Madeleine Meilleur.

Le français, partie intégrante de l'Ontario

Je tiens à appuyer de tout coeur les propos de Denis Gratton dans sa chronique «C'est notre place» (LeDroit, 26 août). Il répondait à un lecteur qui encourage les francophones hors-Québec à s'établir dans la Belle Province, afin qu'ils échappent à la soi-disant «persécution» qu'ils subissent de la part de la majorité anglophone du pays. À mon humble avis, cette affirmation ne reflète absolument pas la réalité.

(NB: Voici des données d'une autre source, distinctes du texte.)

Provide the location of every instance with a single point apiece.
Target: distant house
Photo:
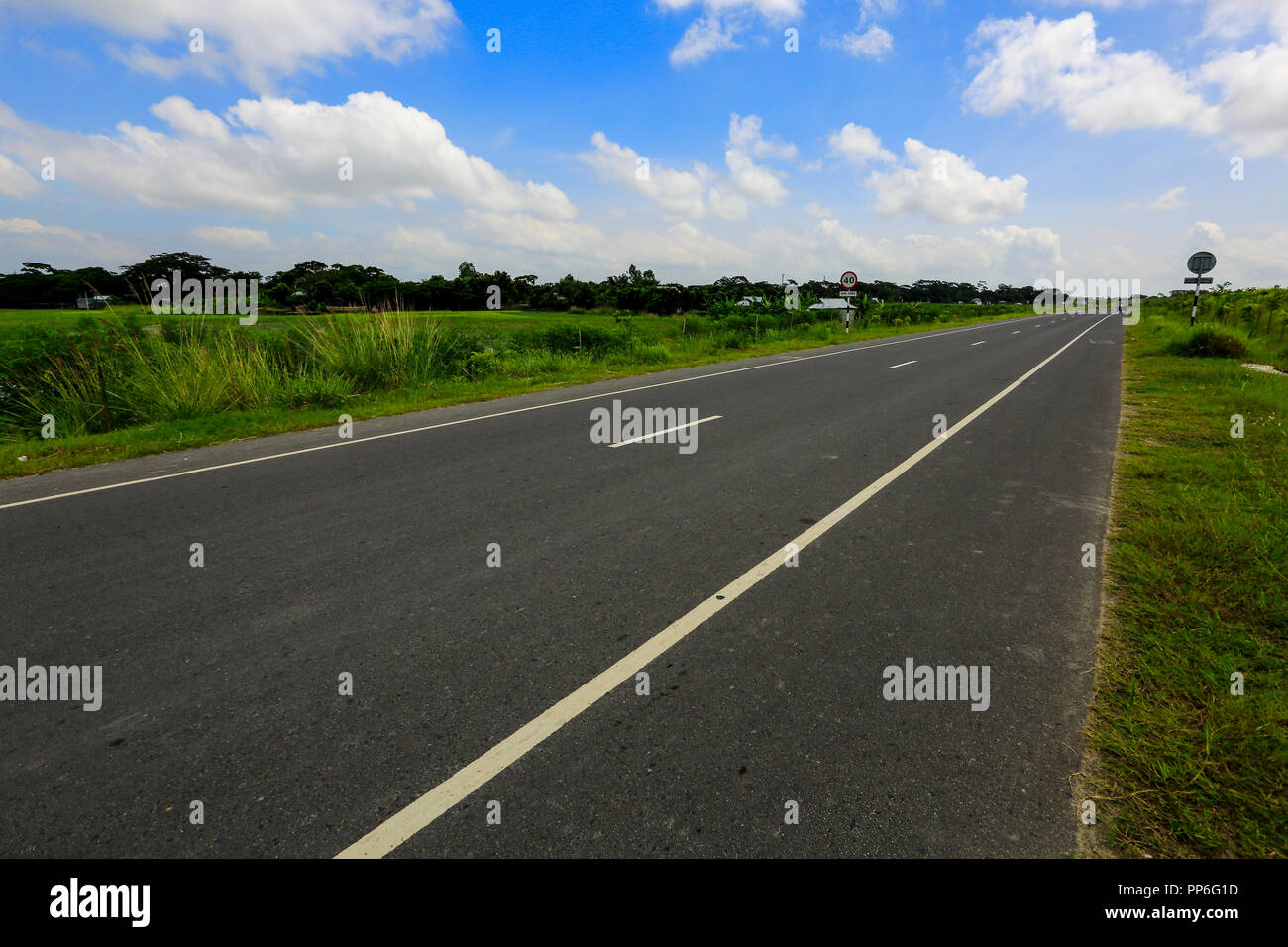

Réduire une situation aussi complexe à une simple question linguistique est une erreur. La francophonie ontarienne possède sa propre identité, sa propre culture et son propre cadre de référence. Elle est une partie intégrale et indissociable de l'Ontario et y a tissé des liens qui remontent au XVIIe siècle avec l'arrivée de Samuel de Champlain. Nous célébrons d'ailleurs cette année les 400 ans de présence française en Ontario, ce qui témoigne de la vitalité de la francophonie ontarienne.
Il est également important de souligner que le Canada compte de nombreuses communautés francophones, fortes et fières de leurs racines culturelles, des provinces atlantiques jusqu'à l'océan Pacifique. Ici en Ontario, c'est plus de 610000 francophones qui vivent dans un environnement linguistique en constante évolution. Au cours de ces dernières années, des avancées significatives ont été réalisées dans de nombreux domaines, que ce soit au niveau de la langue, de la culture, de la santé, de l'immigration et des régions désignées.
Notre gouvernement a aussi procédé à des investissements majeurs dans le système d'éducation de langue française dont la réputation d'excellence fait honneur à l'Ontario à travers le monde. De plus, la création du Commissariat aux services en français offre maintenant aux Franco-Ontariens et aux Franco-Ontariennes une ressource inébranlable vouée à la protection de leurs droits.
C'est avec fierté que je souligne aussi la relation historique, actuelle et très unique entre l'Ontario et le Québec et les efforts entrepris au cours de ces deux dernières années afin de maximiser le potentiel économique des deux plus grands partenaires commerciaux au sein du Canada. Cette union des forces et ce grand désir commun d'instituer un partenariat, solide et à long terme, laisse entrevoir de grandes percées et des retombées positives pour un territoire qui représente 60% du marché canadien.
Nous croyons fortement que ce rapprochement mutuel servira de moteur pour assurer l'avenir des francophones hors-Québec et ceux vivant en régions éloignées. Pour ce qui est d'un exil volontaire au Québec, j'admets volontiers adorer y séjourner. Mais ma place, notre place, est bel et bien en Ontario.